To be sure, Palud and Moreau aren’t working with source material as strong as Jim Sonzero was with Kiyoshi Kurosawa’s Pulse or Walter Salles with Hideo Nakata’s Dark Water. However, the Pang brothers' film does offer the fascinating opportunity to create rhetorical analogies for recovery from blindness and to create some unsettling moments for the audience without relying on shock cutting, overbearing sound design, and monster effects.
Jessica Alba stars as Sydney, a woman in her mid-twenties, blinded at age five by an accident involving firecrackers. Despite her disability, Sydney leads a rather charmed life. She has a gorgeous apartment in a posh L.A. high rise, is a leading violin player in the Los Angeles symphony orchestra, and has a slew of suitors. Early in the film, her sight is restored during a cornea transplant.

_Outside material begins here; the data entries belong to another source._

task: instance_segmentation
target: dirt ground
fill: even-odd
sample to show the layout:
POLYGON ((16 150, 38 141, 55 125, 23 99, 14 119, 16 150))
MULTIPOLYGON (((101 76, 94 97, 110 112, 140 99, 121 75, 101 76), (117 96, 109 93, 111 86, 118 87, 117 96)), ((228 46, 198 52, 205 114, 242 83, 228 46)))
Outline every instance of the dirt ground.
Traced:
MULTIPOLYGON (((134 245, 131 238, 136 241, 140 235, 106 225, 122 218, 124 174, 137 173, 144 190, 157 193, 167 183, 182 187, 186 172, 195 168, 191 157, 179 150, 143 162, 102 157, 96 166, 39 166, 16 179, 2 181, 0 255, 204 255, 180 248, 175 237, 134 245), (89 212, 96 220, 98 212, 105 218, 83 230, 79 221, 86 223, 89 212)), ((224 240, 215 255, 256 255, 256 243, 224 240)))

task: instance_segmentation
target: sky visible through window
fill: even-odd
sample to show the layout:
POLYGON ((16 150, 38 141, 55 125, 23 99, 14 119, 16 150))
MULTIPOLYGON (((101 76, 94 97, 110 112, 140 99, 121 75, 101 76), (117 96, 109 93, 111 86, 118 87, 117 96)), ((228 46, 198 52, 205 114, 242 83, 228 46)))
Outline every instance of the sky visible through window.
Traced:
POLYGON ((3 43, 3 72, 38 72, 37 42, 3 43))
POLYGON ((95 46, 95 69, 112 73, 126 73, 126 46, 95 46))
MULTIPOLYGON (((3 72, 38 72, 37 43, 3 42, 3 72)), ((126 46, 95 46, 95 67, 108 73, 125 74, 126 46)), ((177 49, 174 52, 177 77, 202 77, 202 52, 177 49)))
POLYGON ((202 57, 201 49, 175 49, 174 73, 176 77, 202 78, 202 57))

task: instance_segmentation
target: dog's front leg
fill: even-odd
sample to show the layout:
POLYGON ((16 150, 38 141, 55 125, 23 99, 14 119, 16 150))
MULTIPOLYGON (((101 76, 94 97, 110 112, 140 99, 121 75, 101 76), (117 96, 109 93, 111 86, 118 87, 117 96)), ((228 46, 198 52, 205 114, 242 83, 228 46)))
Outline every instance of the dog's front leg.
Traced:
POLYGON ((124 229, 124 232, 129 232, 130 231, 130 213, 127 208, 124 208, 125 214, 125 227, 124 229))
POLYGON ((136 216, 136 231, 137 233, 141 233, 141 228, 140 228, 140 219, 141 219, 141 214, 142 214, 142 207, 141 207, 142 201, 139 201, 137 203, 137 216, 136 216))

She immediately glimpses her overbearing sister for the first time, played with a thorough lack of conviction by Parker Posey, and begins to readjust to her new life with the help of Dr. Paul Faulkner (Alessandro Nivola, who, as usual, is almost always better than the material he’s given).
Soon, however, Sydney’s life is thrown for a loop; she is haunted by ostensibly terrifying visions of death itself capturing the recently deceased and taking them away to some Hell-like oblivion, whatever lies on the other side. Of course, everyone begins to think Sydney’s crazy, perhaps schizophrenic, certainly reacting to the shock of having her sight restored. Pushed to the brink of sanity, Sydney must discover whose eyes she has inherited and what secret visions she is beholding in her waking moments and her darkest dreams. This leads her to Mexico, and what follows involves the critically underused Rachel Ticotin (where have you been since Total Recall?), imperiled children, dangerous Mexican factories, a small helping of poetic justice, and one hell of an explosion. Everything is tidied up pretty well, Moreau and Palud having successfully navigated us through another retread of an almost striking concept. The Sixth Sense this is not; for Asian horror remake enthusiasts (are you out there?) only.